42

Can someone explains why Brian Kernighan's algorithm takes O(log N) to count set bits (1s) in an integer. A simple implementation of this algorithm is below (in JAVA)

int count_set_bits(int n){
    int count = 0;
    while(n != 0){
        n &= (n-1);
        count++;
    }
    return count;
}

I understand how it works by clearing the rightmost set bit one by one until it becomes 0, but I just don't know how we get O(log N).

5
  • 7
    n is represented by log(n) bits. (Conversely, k bits can represent numbers as high as 2^k.) Checking each bit takes constant time, so we end up with log(n) time.
    – user684934
    Sep 12, 2012 at 2:35
  • In Java, it should probably be while( n!=0 ). Otherwise negative numbers won't be counted properly. Sep 12, 2012 at 2:45
  • I see..just corrected it
    – peter
    Sep 12, 2012 at 2:50
  • 1
    so if N is the number of bits, then it is O(N), but if N is n, then it is O(log N) Feb 12, 2017 at 17:18

3 Answers 3

33

This algorithm goes through as many iterations as there are set bits. So if we have a 32-bit word with only the high bit set, then it will only go once through the loop. In the worst case, it will pass once per bit. An integer n has log(n) bits, hence the worst case is O(log(n)). Here's your code annotated at the important bits (pun intended):

  int count_set_bits(int n){
        int count = 0; // count accumulates the total bits set 
        while(n != 0){
            n &= (n-1); // clear the least significant bit set
            count++;
        }
  }
3
  • 1
    When you say 'n has log(n) bits' do you mean 'significant bits' or just bits. I would assume the number of total bits used to represent an integer would remain constant for a given platform. Jul 8, 2015 at 20:30
  • 3
    so I think even if we count the bit one by one, it is still O(log n). Brian Kernighan's algorithm only improve on the average case or best case: if we assume half of the bits are 1, then the loop is half many times as bit by bit... if the number has just 1 bit that is set, then instead of 32 or 64 times (or whenever that bit is cleared and making a become 0, for example: loop 6 times if it is the 6th bit that is set), then Brian Kernighan's algorithm is just one time through the loop. If only 2 bits are 1, then Brian Kernighan's algorithm will loop through twice only. Feb 12, 2017 at 17:14
  • 1
    @太極者無極而生 more compactly expressed: The naive solution is theta(log n) whereas Kernighans is O(log n).
    – andreee
    Feb 21, 2019 at 23:43
8

There are floor(lg(N)) + 1 significant bits in N -- that's a base-2 logarithm. The number of 1 bits in n is at most this. So the time will have asymptotic upper bound O(lg(N)) = O(log(N)).

5

This question is really about meaning of N in big O notation, not complexity of algorithm.

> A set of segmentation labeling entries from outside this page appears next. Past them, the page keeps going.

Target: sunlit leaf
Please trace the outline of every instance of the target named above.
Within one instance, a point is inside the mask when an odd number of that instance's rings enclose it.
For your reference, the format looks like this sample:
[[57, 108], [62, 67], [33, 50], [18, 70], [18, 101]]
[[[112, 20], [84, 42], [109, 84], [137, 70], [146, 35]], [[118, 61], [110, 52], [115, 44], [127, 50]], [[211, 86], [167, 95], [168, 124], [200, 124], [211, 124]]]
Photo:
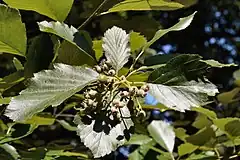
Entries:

N means size of the data. But in case where where "data" is a single number you need to define what you understand as size of data. The value of a number or length of it's representation.

IMO the algorithm is O(N). Because in this problem of counting 1 in binary representation IMO relevant size of data is length of the number's representation, not it's value i.e. the length of the bit stream. And obvious worst case is all 1's taking N iterations.

But if you consider value of N as size of the data, it's representation has log(N) length so you can say it's O(log(N))

PS Also big O notation makes sense only if you generalise algorithm for arbitrarily high Ns. In this code N is limited by int size, so you can say it's O(1) as it will be at most 64 loop iterations (for 64 bit ints)

2
  • The code in question uses lowercase n and given that variable the complexity is bounded at O(log n) (lowercase). Jan 9, 2020 at 23:29
  • Typically when an algorithm works on an integer, the variable N (upper case) means the integer itself and n (lower case) means the number of bits, i.e. n = log N.